There are manifold applications of AI in research and investigations, Waters noted when describing the goal to incorporate emerging technology and purposefully structure coursework with interdisciplinary lessons reaching beyond computer science at MSU.

Highlighting the center’s prioritization of leading in equitable and ethical AI systems, she also pointed to the interdisciplinary nature of the center’s summer program, led by Assistant Professor of Computer Science Naja Mack. At this summertime AI research institute, Waters said, “we will take people from any major, fashion design, accounting, whatever it is, and we teach them how to code in Python, so that they can be active in this technology and in this space and that they have the literacy and the power to impact it in a very meaningful way.”

Waters, who pursued liberal studies with a focus on psychology at the HBCU herself, is also a researcher addressing biases that may result in unintended harm to historically marginalized communities when technology malfunctions, and a University of Baltimore County human-centered computing program alumna.
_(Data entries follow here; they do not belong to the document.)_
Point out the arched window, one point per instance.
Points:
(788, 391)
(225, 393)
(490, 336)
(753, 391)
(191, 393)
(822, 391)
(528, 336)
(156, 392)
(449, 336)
She emphasized that AI is not meant to replace human work entirely, but rather enhance human capabilities.

“I think the thing that’s most important for people to recognize is that most cases do not see AI replacing a person’s job,” she said. “It will see a person being replaced by a person who’s good at teaming with AI.” (Technical.ly has heard this from other experts, too.)

That’s where skills like prompt engineering come in, she said, which requires the human partner of a human-AI interaction to employ creativity—something AI cannot mimic—to achieve desired outcomes.

Large language models “are training us for that future,” Waters said. “Making sure that you can team with AI is going to be so important for resilience and for ensuring that you’re a little bit more robust in this job market and not easily replaced. So keep your creative skills going and make sure you can team with AI.”

This article was published by Technical.ly.